WAAS goes in "CMS status offline"

Unanswered Question
Aug 23rd, 2010

I am having a WAAS (WAVE 574) that goes in CMS status offline from time to time. It recovers in some minutes but is is happening several times an hour.

The WAAS is logging:

2010 Aug 23 09:55:40 n25320 java: %WAAS-CMS-4-716058: ce(StatsTransmitter): Unable to contact CM [10.81.33.136] for statistics reporting:unicorn.RpcException: Unmarshaled: 9001
2010 Aug 23 10:01:58 n25320 java: %WAAS-CMS-4-716058: ce(StatsTransmitter): Unable to contact CM [10.81.33.136] for statistics reporting:unicorn.RpcException: Unmarshaled: 9001
2010 Aug 23 10:08:17 n25320 java: %WAAS-CMS-4-716058: ce(StatsTransmitter): Unable to contact CM [10.81.33.136] for statistics reporting:unicorn.RpcException: Unmarshaled: 9001
2010 Aug 23 10:08:26 n25320 java: %WAAS-CMS-4-716058: ce(DataFeedPoll): Cannot get updates from 10.81.33.136
2010 Aug 23 10:22:45 n25320 java: %WAAS-CMS-4-716058: ce(StatsTransmitter): Unable to contact CM [10.81.33.136] for statistics reporting:unicorn.RpcException: Unmarshaled: 9001

I am running WAAS v. 4.1.7.11

The box was running 4.2.1 when delivered and it has been downgraded to 4.1.7.

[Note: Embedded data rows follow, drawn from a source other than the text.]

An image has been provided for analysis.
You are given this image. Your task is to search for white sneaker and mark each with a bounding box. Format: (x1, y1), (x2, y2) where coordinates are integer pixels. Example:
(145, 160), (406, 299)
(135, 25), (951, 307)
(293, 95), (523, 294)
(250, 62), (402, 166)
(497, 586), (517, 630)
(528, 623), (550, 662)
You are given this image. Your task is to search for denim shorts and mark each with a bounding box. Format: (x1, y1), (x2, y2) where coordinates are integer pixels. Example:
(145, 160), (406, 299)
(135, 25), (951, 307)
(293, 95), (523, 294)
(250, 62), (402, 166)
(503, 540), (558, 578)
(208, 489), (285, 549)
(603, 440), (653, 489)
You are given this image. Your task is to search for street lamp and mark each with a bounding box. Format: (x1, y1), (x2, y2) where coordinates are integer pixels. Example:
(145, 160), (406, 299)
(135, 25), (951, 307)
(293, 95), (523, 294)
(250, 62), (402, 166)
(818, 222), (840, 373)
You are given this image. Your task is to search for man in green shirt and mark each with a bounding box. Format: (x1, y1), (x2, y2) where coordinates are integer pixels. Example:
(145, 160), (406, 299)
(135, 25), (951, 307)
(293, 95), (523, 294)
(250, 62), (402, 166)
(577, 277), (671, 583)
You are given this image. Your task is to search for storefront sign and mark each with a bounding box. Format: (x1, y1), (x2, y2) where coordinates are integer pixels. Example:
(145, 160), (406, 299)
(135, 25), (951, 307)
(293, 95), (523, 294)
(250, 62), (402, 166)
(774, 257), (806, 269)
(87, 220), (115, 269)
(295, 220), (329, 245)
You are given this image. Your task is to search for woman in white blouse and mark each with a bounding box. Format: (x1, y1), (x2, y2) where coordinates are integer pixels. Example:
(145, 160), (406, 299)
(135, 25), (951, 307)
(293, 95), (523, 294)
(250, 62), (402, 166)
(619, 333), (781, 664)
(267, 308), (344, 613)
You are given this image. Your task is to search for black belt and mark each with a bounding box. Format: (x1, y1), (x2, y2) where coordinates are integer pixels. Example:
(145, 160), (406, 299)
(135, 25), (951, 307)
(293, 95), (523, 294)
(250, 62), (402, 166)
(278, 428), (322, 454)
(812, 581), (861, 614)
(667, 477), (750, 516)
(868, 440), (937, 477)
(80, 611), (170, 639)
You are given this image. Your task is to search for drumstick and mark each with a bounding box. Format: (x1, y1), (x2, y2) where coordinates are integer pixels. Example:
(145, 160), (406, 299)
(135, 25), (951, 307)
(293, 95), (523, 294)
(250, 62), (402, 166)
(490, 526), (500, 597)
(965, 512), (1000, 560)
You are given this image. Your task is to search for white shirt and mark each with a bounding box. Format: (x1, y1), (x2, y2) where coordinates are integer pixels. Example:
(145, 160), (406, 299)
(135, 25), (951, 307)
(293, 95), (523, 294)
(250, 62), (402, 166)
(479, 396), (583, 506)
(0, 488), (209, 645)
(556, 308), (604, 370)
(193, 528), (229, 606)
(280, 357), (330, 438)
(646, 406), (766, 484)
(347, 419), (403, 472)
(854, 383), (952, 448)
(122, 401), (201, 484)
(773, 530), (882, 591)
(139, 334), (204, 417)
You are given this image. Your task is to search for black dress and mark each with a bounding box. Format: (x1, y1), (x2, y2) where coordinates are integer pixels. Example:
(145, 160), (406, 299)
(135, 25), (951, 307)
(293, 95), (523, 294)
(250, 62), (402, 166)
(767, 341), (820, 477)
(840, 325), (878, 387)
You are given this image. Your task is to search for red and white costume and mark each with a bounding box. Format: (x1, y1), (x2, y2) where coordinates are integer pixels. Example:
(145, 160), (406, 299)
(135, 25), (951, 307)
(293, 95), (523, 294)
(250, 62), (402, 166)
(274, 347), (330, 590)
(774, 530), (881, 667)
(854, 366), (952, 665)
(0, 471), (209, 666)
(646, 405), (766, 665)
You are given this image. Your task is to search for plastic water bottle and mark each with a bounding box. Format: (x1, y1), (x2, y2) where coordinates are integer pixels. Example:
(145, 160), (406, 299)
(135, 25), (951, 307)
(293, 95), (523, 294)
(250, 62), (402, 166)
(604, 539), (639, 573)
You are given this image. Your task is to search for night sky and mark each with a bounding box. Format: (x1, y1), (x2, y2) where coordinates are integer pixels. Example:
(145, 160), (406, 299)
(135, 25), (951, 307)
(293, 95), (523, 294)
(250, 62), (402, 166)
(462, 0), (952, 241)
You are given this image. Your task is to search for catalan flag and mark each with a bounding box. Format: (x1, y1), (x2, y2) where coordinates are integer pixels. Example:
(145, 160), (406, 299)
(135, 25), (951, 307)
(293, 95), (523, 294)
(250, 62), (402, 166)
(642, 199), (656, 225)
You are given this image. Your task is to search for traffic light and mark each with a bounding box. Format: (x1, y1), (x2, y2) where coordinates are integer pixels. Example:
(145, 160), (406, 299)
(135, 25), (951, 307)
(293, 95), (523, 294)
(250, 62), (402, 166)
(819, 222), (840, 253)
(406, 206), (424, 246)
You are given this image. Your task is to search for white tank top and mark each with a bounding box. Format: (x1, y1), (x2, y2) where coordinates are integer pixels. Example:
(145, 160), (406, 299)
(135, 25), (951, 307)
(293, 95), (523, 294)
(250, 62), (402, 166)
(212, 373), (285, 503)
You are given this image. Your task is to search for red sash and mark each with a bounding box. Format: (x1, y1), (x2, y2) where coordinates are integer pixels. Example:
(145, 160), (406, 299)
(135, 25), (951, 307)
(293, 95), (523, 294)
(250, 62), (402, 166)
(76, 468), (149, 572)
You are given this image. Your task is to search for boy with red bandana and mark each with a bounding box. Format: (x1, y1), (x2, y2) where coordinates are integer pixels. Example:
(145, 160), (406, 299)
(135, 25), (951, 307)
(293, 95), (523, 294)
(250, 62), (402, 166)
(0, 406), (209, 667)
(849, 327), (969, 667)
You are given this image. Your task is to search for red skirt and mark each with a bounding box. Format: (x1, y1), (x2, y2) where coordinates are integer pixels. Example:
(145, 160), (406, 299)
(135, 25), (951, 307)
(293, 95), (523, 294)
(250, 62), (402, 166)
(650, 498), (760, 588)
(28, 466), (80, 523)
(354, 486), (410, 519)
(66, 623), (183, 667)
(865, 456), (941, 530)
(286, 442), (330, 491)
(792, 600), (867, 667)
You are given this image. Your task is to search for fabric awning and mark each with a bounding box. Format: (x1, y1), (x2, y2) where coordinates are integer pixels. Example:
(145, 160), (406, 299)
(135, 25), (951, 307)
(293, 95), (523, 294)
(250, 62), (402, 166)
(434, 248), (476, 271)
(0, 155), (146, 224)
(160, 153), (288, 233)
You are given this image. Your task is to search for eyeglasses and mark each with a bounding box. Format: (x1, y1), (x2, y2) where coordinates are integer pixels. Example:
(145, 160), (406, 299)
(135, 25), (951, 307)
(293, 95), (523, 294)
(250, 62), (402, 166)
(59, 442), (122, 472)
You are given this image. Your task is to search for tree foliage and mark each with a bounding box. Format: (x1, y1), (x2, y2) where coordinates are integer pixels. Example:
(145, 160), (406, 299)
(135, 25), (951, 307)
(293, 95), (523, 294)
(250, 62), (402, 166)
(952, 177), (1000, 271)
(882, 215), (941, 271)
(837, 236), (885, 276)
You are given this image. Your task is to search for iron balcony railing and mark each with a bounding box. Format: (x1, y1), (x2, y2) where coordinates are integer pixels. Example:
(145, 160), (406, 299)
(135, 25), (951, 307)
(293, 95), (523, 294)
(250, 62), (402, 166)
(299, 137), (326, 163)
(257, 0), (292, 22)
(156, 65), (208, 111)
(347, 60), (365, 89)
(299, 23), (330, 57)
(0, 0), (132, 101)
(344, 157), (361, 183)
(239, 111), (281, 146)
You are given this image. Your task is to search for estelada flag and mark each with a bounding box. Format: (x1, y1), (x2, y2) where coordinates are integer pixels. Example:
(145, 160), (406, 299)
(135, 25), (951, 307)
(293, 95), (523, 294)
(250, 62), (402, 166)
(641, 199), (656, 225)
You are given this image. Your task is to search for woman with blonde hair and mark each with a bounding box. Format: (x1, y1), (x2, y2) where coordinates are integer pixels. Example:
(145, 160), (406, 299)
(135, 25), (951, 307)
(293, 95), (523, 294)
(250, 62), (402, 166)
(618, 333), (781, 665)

I have tried to make a CMS deregister, wr e, reload, CMS enable. It looked as if it was working again, but the fault returns.

Any one have an idea ?

Best regards

Per Overgaard

I have this problem too.
0 votes
  • 1
  • 2
  • 3
  • 4
  • 5
Overall Rating: 5 (1 ratings)
Loading.
jomerril Mon, 08/23/2010 - 07:46

A WAE will go "Offline" in the CM GUI when it has missed 3 polling cycles.  By default, each cycle is 5 minutes.  So, after 15 minutes of failed connection attempts by the WAE to the CM, the CM will mark the WAE "Offline".  These are TCP connections from the WAE to the CM on port 443.  You will want to look for general connectivity problems between the WAE and CM, and also look in the CM's logs to see whether it was too busy at the time to take the connection requests from the WAE (something that may happen in very large--thousands of devices--WAAS deployments).

There is another mechanism that the CM may use for detecting the WAE's online state: "Fast Device Offline Detection".  This mechanism uses small heartbeat packets sent over UDP.  This is great for smaller deployments and lab environments.  However, if there are a large number of WAEs, or if the rate, count or detection time are tuned too low that can also lead to a false Offline status.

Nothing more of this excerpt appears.